I was just going over some of the materials I picked up on my trip to Taiwan to glean a little something to put on the Tea Geek wiki and I was struck by how important language fluency is to getting good information about tea. I already know that the English-speaking world gets some basic information wrong because of the translation of Chinese word 發酵 (pronounced “fa jiao” according to four dictionaries, but everyone I’ve heard actually say it would be “fa xiao” in pinyin)–in Chinese it can mean either “ferment” or “oxidize” and is often translated one way when the other is more accurate. Thus, we get black tea being called “fully fermented” when it isn’t fermented at all.

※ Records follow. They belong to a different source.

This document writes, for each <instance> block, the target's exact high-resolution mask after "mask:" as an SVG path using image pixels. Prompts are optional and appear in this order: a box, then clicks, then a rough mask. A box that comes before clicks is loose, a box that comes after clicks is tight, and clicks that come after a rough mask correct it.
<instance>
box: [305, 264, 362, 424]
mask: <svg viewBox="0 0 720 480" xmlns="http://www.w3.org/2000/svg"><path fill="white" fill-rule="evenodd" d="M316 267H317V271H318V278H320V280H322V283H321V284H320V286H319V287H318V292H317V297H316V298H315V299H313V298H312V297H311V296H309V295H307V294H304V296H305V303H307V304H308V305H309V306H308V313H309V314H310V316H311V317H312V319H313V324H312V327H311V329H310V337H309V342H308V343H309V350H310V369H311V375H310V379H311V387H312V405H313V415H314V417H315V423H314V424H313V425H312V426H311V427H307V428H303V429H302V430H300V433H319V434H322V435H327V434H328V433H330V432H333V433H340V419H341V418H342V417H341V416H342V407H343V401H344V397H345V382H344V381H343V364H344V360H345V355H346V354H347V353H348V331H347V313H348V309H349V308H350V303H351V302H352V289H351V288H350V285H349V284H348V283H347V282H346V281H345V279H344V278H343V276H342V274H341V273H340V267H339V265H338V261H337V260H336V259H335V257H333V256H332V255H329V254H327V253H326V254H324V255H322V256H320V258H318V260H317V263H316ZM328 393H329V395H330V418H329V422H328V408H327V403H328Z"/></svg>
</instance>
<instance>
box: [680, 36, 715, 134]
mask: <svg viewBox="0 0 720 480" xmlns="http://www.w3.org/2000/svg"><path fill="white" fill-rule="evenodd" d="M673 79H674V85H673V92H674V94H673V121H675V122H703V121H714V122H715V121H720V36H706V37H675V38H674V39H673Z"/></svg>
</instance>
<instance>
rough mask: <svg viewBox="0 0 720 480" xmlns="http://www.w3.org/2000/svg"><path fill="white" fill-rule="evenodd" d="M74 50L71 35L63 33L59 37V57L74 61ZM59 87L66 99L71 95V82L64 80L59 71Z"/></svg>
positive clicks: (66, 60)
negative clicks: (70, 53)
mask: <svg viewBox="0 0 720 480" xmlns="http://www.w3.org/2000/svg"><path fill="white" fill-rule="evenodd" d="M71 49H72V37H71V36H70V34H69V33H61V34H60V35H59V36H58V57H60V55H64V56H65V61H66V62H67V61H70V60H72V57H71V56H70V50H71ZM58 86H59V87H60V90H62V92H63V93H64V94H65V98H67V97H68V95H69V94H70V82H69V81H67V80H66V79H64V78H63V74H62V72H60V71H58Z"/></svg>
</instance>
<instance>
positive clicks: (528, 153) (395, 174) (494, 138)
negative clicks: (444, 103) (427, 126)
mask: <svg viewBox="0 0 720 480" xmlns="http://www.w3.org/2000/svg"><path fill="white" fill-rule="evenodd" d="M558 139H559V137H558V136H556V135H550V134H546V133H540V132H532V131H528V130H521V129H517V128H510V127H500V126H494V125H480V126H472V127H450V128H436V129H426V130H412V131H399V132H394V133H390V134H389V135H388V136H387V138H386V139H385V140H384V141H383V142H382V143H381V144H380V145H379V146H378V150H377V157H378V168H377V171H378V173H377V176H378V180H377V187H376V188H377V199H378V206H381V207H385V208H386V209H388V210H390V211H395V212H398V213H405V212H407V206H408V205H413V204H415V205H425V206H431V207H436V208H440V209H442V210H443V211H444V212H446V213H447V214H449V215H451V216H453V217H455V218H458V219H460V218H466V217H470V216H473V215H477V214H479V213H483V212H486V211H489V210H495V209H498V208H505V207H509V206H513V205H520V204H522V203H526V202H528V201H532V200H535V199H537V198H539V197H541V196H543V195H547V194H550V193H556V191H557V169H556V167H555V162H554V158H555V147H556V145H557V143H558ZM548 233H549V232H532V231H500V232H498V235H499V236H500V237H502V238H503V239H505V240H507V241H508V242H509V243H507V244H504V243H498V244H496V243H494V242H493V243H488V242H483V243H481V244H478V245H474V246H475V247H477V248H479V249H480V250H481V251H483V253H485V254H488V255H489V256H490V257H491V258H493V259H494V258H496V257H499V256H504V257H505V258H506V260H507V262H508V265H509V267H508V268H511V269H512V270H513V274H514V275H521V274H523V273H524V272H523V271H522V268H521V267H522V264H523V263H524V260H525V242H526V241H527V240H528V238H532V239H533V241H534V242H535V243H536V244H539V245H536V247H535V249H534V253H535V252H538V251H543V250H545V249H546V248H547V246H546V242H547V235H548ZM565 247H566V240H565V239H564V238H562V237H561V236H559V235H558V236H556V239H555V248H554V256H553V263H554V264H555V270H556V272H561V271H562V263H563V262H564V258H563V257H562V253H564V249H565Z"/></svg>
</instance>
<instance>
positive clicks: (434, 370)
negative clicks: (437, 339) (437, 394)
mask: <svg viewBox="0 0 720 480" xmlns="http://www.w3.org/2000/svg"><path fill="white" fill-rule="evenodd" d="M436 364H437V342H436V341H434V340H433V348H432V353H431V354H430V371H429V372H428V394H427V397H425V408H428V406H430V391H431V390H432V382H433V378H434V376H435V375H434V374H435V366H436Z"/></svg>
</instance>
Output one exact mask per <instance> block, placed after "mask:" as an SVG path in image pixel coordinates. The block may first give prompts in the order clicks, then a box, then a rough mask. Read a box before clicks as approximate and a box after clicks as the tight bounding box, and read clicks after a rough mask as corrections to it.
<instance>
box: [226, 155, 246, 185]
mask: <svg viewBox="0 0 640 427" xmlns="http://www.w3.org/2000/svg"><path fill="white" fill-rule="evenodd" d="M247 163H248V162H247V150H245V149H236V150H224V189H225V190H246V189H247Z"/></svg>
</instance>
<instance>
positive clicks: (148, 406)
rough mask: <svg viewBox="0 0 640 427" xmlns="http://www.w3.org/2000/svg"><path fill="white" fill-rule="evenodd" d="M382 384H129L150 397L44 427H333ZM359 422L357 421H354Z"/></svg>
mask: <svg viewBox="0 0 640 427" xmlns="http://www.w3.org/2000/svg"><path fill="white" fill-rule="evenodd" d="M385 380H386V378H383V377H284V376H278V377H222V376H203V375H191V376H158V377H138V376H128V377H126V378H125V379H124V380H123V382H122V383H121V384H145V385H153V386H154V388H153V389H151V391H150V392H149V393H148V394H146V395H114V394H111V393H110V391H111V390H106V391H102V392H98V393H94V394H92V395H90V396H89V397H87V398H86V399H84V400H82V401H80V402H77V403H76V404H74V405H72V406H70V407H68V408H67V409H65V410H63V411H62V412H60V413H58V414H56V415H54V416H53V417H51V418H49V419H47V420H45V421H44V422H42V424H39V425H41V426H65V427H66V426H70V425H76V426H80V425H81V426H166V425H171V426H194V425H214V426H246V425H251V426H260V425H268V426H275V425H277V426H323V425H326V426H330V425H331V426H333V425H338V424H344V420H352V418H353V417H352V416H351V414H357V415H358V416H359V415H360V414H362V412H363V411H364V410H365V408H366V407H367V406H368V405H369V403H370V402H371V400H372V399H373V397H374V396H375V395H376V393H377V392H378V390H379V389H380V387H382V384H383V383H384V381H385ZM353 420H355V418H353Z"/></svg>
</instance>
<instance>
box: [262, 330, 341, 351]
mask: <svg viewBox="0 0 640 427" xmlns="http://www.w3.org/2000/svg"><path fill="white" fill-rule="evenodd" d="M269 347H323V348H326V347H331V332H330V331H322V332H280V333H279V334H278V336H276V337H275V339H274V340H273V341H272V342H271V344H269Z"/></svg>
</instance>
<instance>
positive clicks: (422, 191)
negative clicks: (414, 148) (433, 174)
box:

But then there are translations that just are bewildering. This is the description, in English, that I found about how Baozhong tea is made: “The tea-making process requires the undertaking of tea soot picking collection, shrinkage and fall by sunlight, indoor shrinkage and stir mix, tea cream stir-fry, kneading, and dessication in order to complete the strip-shaped Paochung Tea characteristic of Pinglin.”
Now, I’ve seen wulong production and I generally understand what steps they’re talking about but I’m confused why some of those English words show up in that description. For example, “tea cream stir-fry”? That sounds like a weird entree or something. Imagine that your local tea shop sees that description of the process of making this tea and doesn’t have any recourse to either (a) someone who has seen the process, or (b) knows a Chinese speaker or knows a little Chinese themselves.  What stories do you suppose they’d tell their customers and/or other folks in the tea industry to show off what they know about tea?
(By the way, the “tea cream stir-fry” process is, I think, the “kill green” process where heat is applied for a few minutes to stop oxidation in the leaf; this pamphlet didn’t include the Chinese characters to double-check. Some teas like Longjing/Dragonwell have “kill green” done by hand in an actual wok much like stir-fry. Other teas are made using what looks like a very deep industrial clothes drier. As to the “tea soot picking collection,” I think they mean “tea shoot picking collection” rather than some process where ashes are spread over the fields or something… although there does seem to be a craze where bamboo-charcoal is being added to all kinds of things as a cure-all. Not sure how much science there is behind it, though some of the claims I saw were at least possible.)